Re: TCG performance on PPC64

Daniel Henrique Barboza Wed, 18 May 2022 06:56:48 -0700

I'm adding qemu-devel for extra visibility since you've also measure TCG
performance of x86 and s390x guests in x86/M1 hosts as well.



This is very interesting. Nice work collecting all this data.

As for ppc64 performance I'll say that I am surprised that, in the end,
the ppc64 TCG backend isn't that bad in comparison with x86. There's a good
chance that the pseries guests does a lot of instructions that benefits x86
more than ppc64. Otherwise we wouldn't see other guests perform better in
ppc64.

The aarch64 guest is booting too slow IMHO. I'd guess that there might be
some command line tuning to turn off some default stuff that the ARM guest
might be enabling by default.

I'll also mention that I had no idea that the Apple M1 was that fast. Apple
really meant business when developing this chip.


Thanks,


Daniel


On 5/18/22 10:16, Matheus K. Ferst wrote:

Hi,

Since we started working with QEMU on PPC, we've noticed that
emulating PPC64 VMs is faster in x86_64 than PPC64 itself, even when compared 
with x86 machines that are slower in other workloads (like building QEMU or the 
Linux kernel).

We thought it would be related to the TCG backend, which would be better 
optimized on x86. As a first approach to better understand the problem, I ran 
some boot tests with Fedora Cloud Base 35-1.2[1] on both platforms. Using the 
command line

./qemu-system-ppc64 -name Fedora-Cloud-Base-35-1.2.ppc64le -smp 2 -m 2G -vga 
none -nographic -serial pipe:Fedora-Cloud-Base-35-1.2.ppc64le -monitor 
unix:Fedora-Cloud-Base-35-1.2.ppc64le.mon,server,nowait -device 
virtio-net,netdev=vmnic -netdev user,id=vmnic -cdrom fedora-cloud-init.iso -cpu 
POWER10 -accel tcg -device virtio-scsi-pci -drive 
file=Fedora-Cloud-Base-35-1.2.ppc64le.temp.qcow2,if=none,format=qcow2,id=hd0 
-device scsi-hd,drive=hd0 -boot c

in a POWER9 DD2.2 and an Intel Xeon E5-2687W, a simple bash script reads the ".out" pipe until the 
"fedora login:" string is found and then issues a "system_powerdown" through QEMU monitor.

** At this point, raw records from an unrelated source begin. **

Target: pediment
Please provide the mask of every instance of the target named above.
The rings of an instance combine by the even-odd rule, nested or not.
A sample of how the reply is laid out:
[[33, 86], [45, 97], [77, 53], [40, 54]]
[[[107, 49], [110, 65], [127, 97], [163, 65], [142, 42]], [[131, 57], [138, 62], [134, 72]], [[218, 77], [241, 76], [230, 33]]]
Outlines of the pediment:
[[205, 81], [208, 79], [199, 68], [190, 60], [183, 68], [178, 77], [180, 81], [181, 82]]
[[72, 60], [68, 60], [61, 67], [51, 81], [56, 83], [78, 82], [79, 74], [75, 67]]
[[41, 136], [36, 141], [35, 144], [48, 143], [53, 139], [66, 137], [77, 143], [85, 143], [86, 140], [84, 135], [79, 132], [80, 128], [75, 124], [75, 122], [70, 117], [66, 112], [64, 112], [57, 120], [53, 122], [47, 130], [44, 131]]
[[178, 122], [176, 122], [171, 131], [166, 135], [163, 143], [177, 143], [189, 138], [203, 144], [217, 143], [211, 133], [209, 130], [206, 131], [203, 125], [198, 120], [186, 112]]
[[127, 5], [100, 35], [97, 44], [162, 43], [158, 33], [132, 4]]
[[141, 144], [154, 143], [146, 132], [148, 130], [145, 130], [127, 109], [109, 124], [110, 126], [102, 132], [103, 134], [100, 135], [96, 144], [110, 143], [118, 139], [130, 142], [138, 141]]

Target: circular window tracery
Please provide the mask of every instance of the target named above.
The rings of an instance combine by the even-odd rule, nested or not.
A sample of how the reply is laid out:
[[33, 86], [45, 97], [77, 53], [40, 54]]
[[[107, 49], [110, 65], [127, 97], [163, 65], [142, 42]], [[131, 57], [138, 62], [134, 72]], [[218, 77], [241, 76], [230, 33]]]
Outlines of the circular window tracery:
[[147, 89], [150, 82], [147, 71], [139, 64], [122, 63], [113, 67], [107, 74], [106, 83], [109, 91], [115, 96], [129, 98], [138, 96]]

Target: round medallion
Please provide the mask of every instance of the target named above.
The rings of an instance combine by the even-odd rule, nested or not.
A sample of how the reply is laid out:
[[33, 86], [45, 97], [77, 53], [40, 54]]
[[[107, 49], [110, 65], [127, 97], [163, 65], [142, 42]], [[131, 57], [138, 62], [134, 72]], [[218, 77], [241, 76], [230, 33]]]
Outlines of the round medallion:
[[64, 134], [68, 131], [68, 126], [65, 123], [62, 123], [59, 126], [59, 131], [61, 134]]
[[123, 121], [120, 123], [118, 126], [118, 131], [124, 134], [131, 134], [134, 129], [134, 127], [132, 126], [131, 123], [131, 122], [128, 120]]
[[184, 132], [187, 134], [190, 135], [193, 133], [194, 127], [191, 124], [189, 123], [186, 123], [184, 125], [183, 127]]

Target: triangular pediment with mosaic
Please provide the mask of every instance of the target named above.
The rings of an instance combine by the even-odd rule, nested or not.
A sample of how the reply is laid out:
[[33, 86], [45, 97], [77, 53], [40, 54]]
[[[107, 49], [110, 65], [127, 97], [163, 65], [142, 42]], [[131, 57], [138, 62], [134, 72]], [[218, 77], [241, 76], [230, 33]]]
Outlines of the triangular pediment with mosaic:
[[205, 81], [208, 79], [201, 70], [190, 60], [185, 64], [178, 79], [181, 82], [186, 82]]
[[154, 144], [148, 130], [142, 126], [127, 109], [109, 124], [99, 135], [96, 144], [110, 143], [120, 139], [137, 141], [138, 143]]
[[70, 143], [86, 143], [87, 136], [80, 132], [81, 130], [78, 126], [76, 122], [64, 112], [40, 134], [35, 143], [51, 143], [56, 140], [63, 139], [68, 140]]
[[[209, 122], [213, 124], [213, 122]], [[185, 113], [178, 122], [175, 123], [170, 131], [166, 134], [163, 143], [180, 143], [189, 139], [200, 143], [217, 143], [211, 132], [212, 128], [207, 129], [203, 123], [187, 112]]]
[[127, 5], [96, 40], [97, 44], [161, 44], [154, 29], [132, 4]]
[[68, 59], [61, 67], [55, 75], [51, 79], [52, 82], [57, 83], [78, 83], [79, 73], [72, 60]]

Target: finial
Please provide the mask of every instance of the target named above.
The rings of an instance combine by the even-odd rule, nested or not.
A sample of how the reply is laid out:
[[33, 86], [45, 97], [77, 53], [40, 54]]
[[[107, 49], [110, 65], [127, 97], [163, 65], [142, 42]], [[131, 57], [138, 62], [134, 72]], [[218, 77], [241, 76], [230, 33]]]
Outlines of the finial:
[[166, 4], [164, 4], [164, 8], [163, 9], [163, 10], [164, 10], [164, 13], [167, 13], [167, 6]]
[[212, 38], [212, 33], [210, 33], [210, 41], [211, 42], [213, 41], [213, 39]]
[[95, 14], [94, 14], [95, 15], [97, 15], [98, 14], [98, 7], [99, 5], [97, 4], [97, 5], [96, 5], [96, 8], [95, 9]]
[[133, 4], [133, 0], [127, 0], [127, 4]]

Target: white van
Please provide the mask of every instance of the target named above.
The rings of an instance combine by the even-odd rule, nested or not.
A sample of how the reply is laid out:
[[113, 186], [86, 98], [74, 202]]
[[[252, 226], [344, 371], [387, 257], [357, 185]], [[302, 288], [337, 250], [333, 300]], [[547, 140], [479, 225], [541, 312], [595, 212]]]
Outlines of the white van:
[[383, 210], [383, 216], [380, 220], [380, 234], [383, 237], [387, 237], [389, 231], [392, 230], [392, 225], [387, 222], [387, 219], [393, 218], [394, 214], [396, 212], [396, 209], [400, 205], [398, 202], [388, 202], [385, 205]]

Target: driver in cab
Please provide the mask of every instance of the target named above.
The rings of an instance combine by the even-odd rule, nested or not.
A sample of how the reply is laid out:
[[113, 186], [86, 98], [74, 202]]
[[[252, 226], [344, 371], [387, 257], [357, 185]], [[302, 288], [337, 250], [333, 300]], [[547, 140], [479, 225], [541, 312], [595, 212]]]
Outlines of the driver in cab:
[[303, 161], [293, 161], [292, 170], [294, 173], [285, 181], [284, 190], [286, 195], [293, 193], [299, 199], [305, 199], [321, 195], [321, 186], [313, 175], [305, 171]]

The 
."temp.qcow2" file is backed by the original Fedora image and deleted at the end of the test, so every boot 
is fresh. Running the test 10 times gave us 235.26 ± 6.27 s on PPC64 and 192.92 ± 4.53 s on x86_64, i.e., TCG is ~20% 
slower in the POWER9.

As a second step, I wondered if this gap would be the same when emulating other 
architectures on PPC64, so I used the same version of Fedora Cloud for 
aarch64[2] and s390x[3], using the following command lines:

./qemu-system-aarch64 -name Fedora-Cloud-Base-35-1.2.aarch64 -smp 2 -m 2G -vga 
none -nographic -serial pipe:Fedora-Cloud-Base-35-1.2.aarch64 -monitor 
unix:Fedora-Cloud-Base-35-1.2.aarch64.mon,server,nowait -device 
virtio-net,netdev=vmnic -netdev user,id=vmnic -cdrom fedora-cloud-init.iso 
-machine virt -cpu max -accel tcg -device virtio-scsi-pci -drive 
file=Fedora-Cloud-Base-35-1.2.aarch64.temp.qcow2,if=none,format=qcow2,id=hd0 
-device scsi-hd,drive=hd0 -boot c -bios ./pc-bios/edk2-aarch64-code.fd

and

./qemu-system-s390x -name Fedora-Cloud-Base-35-1.2.s390x -smp 2 -m 2G -vga none 
-nographic -serial pipe:Fedora-Cloud-Base-35-1.2.s390x -monitor 
unix:Fedora-Cloud-Base-35-1.2.s390x.mon,server,nowait -device 
virtio-net,netdev=vmnic -netdev user,id=vmnic -cdrom fedora-cloud-init.iso 
-machine s390-ccw-virtio -cpu max -accel tcg -hda 
Fedora-Cloud-Base-35-1.2.s390x.temp.qcow2 -boot c

With 50 runs, we got:

+---------+---------------------------------+
|         |               Host              |
|  Guest  +----------------+----------------+
|         |      PPC64     |     x86_64     |
+---------+----------------+----------------+
| PPC64   |  194.72 ± 7.28 |  162.75 ± 8.75 |
| aarch64 |  501.89 ± 9.98 | 586.08 ± 10.55 |
| s390x   | 294.10 ± 21.62 | 223.71 ± 85.30 |
+---------+----------------+----------------+

The difference with an s390x guest is around ~30%, with a greater variability 
on x86_64 that I couldn't find the source. However, POWER9 emulates aarch64 
faster than this Xeon.

The particular workload of the guest could distort this result since in the 
first boot Cloud-Init will create user accounts, generate SSH keys, etc. If the 
aarch64 guest uses many vector instructions for this initial setup, that might 
explain why an older Xeon would be slower here.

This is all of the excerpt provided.